Officials in weather-battered southern California have issued mandatory evacuation orders affecting thousands of people as a rainstorm threatened to unleash mudslides.
“This is a challenging storm,” Santa Barbara County Sheriff Bill Brown said at a press conference.
“Please know we do not take evacuations lightly,” he added. “We are issuing this mandatory evacuation order because there is a risk to life and property”.
The area has been lurching from one meteorological crisis to another in recent months. The largest wildfire in California history, the Thomas Fire, scorched more than 280,000 acres and incinerated more than 1,000 structures in December.

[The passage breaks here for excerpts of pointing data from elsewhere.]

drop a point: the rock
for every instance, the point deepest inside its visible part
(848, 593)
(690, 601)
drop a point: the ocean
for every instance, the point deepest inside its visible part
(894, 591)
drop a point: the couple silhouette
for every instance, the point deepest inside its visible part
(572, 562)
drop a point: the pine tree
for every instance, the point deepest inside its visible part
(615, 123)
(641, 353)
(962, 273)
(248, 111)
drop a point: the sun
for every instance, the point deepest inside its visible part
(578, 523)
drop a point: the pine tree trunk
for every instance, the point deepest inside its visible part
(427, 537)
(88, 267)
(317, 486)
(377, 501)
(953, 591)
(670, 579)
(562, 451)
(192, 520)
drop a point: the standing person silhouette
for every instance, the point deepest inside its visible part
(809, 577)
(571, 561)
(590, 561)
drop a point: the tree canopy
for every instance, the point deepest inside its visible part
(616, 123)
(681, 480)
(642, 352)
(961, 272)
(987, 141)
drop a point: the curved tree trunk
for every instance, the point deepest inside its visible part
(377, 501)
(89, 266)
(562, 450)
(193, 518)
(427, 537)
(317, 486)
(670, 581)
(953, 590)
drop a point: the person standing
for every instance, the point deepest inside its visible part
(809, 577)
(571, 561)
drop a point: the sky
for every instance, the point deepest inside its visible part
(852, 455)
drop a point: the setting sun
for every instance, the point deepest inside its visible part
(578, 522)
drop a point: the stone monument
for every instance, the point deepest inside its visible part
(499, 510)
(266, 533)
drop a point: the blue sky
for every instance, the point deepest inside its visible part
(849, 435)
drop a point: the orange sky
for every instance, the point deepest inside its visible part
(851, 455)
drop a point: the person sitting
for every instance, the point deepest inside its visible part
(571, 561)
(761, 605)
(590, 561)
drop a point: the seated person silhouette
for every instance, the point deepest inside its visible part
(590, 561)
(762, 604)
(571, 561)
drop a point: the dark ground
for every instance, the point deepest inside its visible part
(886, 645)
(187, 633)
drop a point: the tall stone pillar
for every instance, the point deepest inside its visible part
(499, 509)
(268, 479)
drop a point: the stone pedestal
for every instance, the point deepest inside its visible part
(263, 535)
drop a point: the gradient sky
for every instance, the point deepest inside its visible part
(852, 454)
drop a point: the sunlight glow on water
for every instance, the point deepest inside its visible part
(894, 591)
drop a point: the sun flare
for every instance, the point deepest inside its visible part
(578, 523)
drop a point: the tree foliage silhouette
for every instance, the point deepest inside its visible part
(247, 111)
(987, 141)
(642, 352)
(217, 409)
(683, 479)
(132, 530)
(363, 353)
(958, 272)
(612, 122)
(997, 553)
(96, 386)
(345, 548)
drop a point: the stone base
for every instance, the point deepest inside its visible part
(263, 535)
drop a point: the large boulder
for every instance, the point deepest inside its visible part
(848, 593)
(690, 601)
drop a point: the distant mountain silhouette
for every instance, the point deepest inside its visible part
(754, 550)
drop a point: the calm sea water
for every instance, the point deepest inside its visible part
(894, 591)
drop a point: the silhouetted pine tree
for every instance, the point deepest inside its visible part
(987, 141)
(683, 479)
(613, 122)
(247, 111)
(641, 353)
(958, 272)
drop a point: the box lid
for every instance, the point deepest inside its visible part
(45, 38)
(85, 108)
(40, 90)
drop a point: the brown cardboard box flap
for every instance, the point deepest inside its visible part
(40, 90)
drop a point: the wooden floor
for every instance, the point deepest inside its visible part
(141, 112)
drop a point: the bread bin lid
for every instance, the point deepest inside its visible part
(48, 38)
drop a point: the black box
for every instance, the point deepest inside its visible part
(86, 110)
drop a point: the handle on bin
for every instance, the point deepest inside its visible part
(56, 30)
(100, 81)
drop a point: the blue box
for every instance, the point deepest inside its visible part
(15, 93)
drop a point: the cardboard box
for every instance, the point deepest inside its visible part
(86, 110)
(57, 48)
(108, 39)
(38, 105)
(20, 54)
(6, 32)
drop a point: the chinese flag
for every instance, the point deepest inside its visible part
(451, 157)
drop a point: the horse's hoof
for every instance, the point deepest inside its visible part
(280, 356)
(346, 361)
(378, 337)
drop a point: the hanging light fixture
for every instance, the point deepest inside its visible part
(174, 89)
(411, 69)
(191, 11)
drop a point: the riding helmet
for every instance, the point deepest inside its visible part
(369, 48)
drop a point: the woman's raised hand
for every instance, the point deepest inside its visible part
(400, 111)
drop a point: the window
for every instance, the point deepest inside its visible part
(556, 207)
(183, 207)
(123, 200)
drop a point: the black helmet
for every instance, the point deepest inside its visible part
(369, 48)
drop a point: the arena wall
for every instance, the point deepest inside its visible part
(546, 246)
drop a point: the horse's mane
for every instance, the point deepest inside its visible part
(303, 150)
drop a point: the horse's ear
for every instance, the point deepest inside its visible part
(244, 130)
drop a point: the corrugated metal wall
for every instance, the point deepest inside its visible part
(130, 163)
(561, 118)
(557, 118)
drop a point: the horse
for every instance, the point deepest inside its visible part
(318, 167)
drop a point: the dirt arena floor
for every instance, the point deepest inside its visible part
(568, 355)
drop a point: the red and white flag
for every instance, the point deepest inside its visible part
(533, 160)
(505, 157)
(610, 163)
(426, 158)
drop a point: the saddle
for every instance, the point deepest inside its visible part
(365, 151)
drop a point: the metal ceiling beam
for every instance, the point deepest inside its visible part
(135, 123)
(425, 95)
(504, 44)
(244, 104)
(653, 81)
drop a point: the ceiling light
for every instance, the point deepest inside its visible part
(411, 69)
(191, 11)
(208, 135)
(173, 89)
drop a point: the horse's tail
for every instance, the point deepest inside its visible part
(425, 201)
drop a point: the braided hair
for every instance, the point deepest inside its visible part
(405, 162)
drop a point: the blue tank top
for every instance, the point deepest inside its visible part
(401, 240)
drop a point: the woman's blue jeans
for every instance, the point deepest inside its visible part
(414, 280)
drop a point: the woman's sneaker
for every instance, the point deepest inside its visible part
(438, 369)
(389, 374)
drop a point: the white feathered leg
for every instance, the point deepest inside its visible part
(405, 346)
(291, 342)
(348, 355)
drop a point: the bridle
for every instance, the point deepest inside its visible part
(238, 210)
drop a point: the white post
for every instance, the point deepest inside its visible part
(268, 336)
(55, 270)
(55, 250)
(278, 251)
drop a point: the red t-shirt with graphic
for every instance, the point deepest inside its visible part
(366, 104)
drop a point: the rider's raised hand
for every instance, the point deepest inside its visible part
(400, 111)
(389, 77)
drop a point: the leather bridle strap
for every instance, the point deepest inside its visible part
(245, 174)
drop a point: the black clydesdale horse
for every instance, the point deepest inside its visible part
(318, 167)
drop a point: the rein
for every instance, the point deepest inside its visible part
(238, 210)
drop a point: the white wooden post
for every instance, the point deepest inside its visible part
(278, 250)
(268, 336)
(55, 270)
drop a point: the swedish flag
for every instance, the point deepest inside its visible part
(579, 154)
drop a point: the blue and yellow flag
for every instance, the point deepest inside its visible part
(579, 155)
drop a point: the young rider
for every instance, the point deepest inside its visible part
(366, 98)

As a consequence, vegetation that helped anchor earth in place was burned from hillsides when torrential rains arrived a month later and sent mud and debris thundering into the town of Montecito. The mudslides killed 17 people, destroyed homes and set first responders scrambling to rescue people trapped in a sea of mud and debris.
With forecasters predicting that a gathering storm would dump an inch or more of rain across the Los Angeles area – the first major storm since the January mudslides – officials ordered evacuations for people living near the areas burned by the Thomas Fire and a pair of other blazes. Between 25,000 and 30,000 people live in the evacuation area.
“You should start leaving now,” Mr Brown said, adding that sheriff’s deputies were being dispatched to areas at the highest risk. “Please do not wait for someone to contact you in person in order to leave”.
Rainfall is expected to be heaviest in the early morning hours, and Mr Brown said he wanted to avoid a situation in which people are forced to flee hazard in the middle of the night.
“We want everyone to be out of the area and out of harm’s way by nightfall,” Mr Brown said. After January’s devastation, he added, “we cannot take any unnecessary chances”.
While the incoming storm was not expected to be as powerful as the one that set off deadly mudslides, with officials citing a low to moderate risk of debris flow, the sheriff’s department warned that it could still set off flash flooding and render some roads impassable.